It’s difficult to imagine a time when the Church was not divided, given how many denominations and split communions there are in the world today. Yet there it was, about 1,000 years of Christian unity, and the writings we have from that time are invaluable insights into what the Church is called to be. Among them are the writings of St. John Chrysostom (who lived from 347 to 407AD), whose short book On the Priesthood I’m reading through right now. Over the next few days, I’ll be posting some quotes and thoughts on what this office of Christian ministry was understood to be by this great preacher of old.
If anyone should examine the things which belong to the dispensation of grace [the New Covenant] he will find that, small as they are, yet are they fearful and full of awe, and that what was spoken concerning the law is true in this case also, “what has been made glorious has no glory in this respect by reason of the glory which excels” (2 Corinthians 3:10). For when you see the Lord sacrificed, and laid upon the altar, and the priest standing and praying over the victim, and all the worshipers empurpled with that precious blood, can you then think that you are among men and standing on earth?

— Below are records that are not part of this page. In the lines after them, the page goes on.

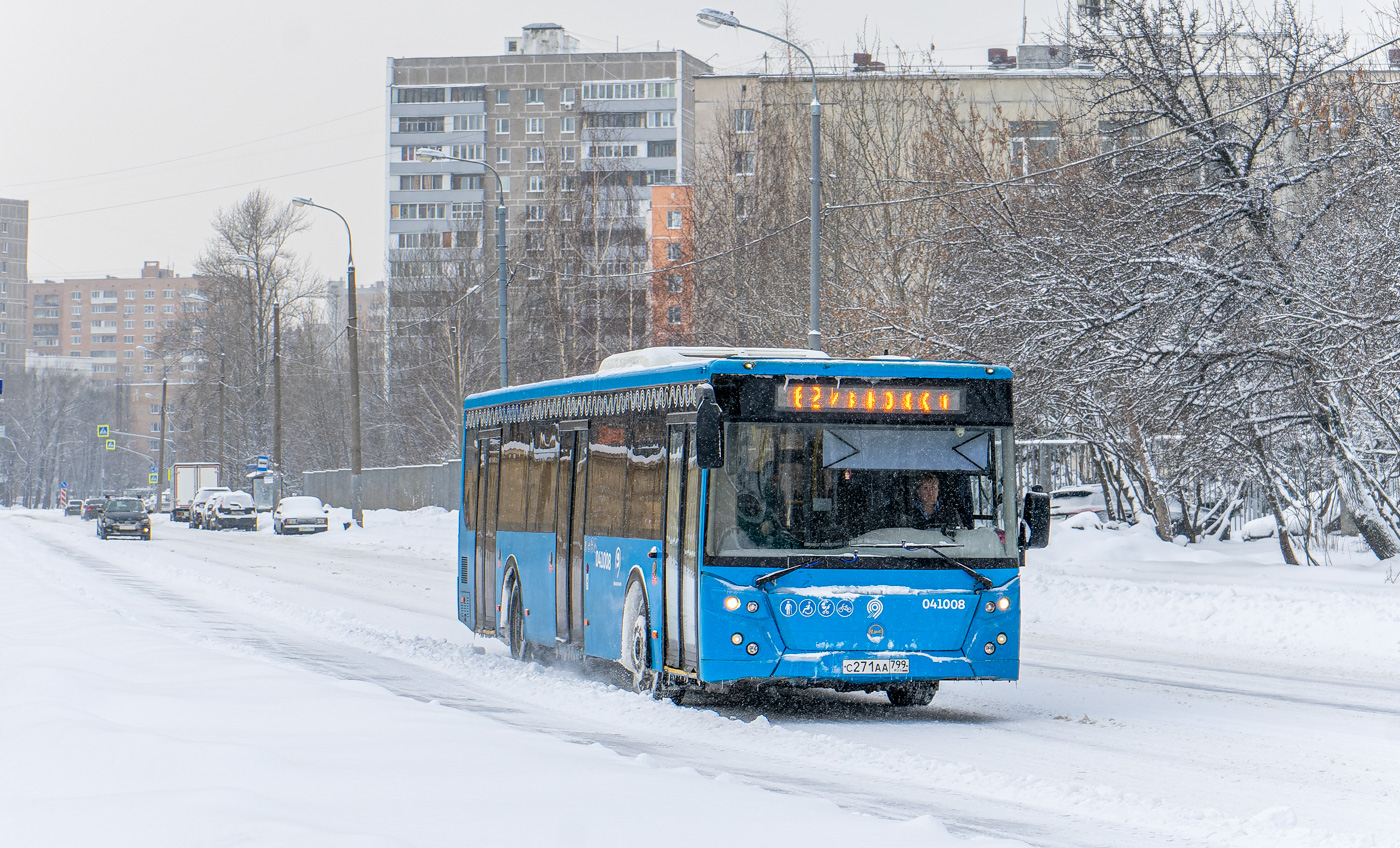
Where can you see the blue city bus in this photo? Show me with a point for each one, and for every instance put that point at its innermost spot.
(723, 517)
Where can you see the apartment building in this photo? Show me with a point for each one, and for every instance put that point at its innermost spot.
(115, 325)
(542, 115)
(14, 251)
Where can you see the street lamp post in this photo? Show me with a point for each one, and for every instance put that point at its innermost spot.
(427, 154)
(714, 18)
(353, 342)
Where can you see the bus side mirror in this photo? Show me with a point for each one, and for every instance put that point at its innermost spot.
(709, 431)
(1035, 519)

Are you not, on the contrary, straightway translated to Heaven, and casting out every carnal thought from the soul, do you not with disembodied spirit and pure reason contemplate the things which are in Heaven?
Just before writing this, St. John Chrysostom described the beauty of Old Covenant worship, pointing out its invocation of heavenly imagery and the purity that was required to carry it out making it as if the priests were entering heaven itself. Here now he contrasts this to the appearance of New Covenant worship, which looks much simpler, even though the spiritual realities are no less glorious, but in fact are even more epic than the Old.

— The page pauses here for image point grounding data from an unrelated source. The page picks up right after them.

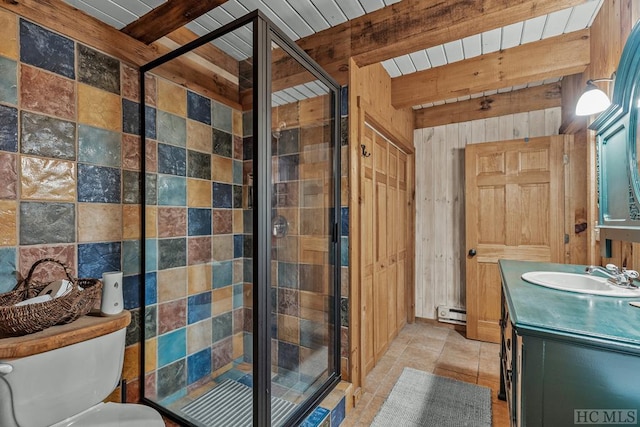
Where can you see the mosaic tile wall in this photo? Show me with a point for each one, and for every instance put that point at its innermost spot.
(70, 168)
(194, 317)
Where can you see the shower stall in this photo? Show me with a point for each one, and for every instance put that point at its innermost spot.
(241, 233)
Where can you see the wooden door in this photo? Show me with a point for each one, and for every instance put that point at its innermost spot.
(514, 210)
(381, 250)
(367, 233)
(384, 230)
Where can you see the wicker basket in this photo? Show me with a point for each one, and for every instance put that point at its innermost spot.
(30, 318)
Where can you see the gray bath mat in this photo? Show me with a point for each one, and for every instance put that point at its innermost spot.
(231, 404)
(422, 399)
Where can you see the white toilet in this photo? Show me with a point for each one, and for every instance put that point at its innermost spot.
(66, 387)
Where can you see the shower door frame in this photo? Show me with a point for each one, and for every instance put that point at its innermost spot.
(264, 33)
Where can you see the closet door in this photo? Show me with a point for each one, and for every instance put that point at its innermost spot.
(381, 261)
(367, 249)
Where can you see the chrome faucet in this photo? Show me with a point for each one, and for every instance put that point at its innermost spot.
(616, 276)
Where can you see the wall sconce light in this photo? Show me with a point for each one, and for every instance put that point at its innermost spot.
(593, 100)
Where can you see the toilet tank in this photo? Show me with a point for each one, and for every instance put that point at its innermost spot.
(49, 387)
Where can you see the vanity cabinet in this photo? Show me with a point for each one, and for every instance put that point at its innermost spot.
(567, 358)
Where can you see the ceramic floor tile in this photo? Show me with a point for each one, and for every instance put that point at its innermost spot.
(454, 357)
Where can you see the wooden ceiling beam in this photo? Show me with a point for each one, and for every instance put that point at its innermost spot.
(412, 25)
(517, 101)
(168, 17)
(65, 19)
(548, 58)
(208, 51)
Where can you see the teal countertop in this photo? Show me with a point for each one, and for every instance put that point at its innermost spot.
(594, 320)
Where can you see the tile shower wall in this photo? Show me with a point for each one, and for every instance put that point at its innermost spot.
(195, 319)
(70, 168)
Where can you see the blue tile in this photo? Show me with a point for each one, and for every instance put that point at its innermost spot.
(151, 188)
(198, 108)
(45, 49)
(338, 413)
(130, 187)
(172, 191)
(131, 292)
(8, 269)
(199, 307)
(99, 146)
(344, 221)
(131, 257)
(172, 380)
(222, 274)
(172, 253)
(98, 70)
(150, 122)
(199, 222)
(172, 160)
(150, 288)
(238, 245)
(199, 165)
(238, 296)
(8, 129)
(317, 417)
(248, 270)
(8, 81)
(237, 172)
(237, 197)
(222, 195)
(198, 365)
(98, 184)
(151, 255)
(172, 346)
(171, 129)
(222, 143)
(288, 356)
(344, 100)
(47, 136)
(96, 258)
(222, 117)
(221, 326)
(150, 321)
(344, 251)
(47, 223)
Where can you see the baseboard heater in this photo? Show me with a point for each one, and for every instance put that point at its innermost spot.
(453, 315)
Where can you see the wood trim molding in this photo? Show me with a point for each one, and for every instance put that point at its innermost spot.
(517, 101)
(65, 19)
(168, 17)
(548, 58)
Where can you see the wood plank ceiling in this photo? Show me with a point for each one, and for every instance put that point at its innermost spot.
(422, 44)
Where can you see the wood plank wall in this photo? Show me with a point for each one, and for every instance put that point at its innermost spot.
(440, 240)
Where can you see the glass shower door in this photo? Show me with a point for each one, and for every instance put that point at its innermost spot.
(302, 270)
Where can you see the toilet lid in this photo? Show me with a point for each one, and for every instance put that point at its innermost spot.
(115, 415)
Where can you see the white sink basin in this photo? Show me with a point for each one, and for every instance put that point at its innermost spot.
(582, 283)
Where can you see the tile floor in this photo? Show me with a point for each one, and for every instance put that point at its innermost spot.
(432, 348)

When we see the priest, in the Church today, praying over the bread and wine at the altar, we’re told to see “the Lord sacrificed.” The humble vessels of bread and wine are communications of something even more amazing that we can imagine! But it’s not just on the altar, all of the worshipers are “empurpled with that precious blood.” In other words, we’ve been made purple, washed in the Blood of Christ. These invisible spiritual realities are so profound that it’s as if we’ve just stepped outside the world into the presence of God himself. Should we not, at such profound services of worship, focus every ounce of our being on this great mystery of being in God’s presence?
Oh! What a marvel! What love of God to man! He who sits on high with the Father is at that hour held in the hands of all, and gives himself to those who are willing to embrace and grasp Him. And this all do through the eyes of faith!
This is something I think we sometimes lack in modern teaching styles. We get so caught up on the importance of transmitting information that we can forget to allow our hearts to participate in the teaching and learning. St. Chrysostom here expresses his amazement and joy at the ministry of the altar: Jesus, who sits at the right hand of the Father, is held in the hands of all the faithful people in the act of Holy Communion!
Some Evangelical traditions have developed a practice known as an “altar call.” After an impassioned or thoughtful sermon, calling people to repentance and conversion, people are invited to come forward and ‘accept Jesus into their heart as their personal lord and savior.’ As useful as this can be for challenging people directly to ‘make a decision for Christ,’ there is a more time-honored altar call in Christian practice: Holy Communion. In the Mass we are invited forward to receive Jesus, hold him in our hands, “embrace and grasp him,” as Chrysostom put it, and receive him into our very selves.
Of course, on the outside, this doesn’t look like much – just a line of people walking up solemnly to eat a tiny bit of bread and drink a sip of wine. But sacraments are not about what’s visible and plain, but about what’s invisible and spiritual. Chrysostom describes this as something all do “through the eyes of faith.” Or, as the Anglican liturgy puts it, The Body/Blood of our Lord Jesus Christ given for you: feed on him in your hearts by faith, with thanksgiving.
In a culture so focused on visible and material realities it is difficult to see past this world and discern spiritual things. Writers like St. John Chrysostom, coming from a different time and place, can be very helpful for rehabilitating our stunted perspectives.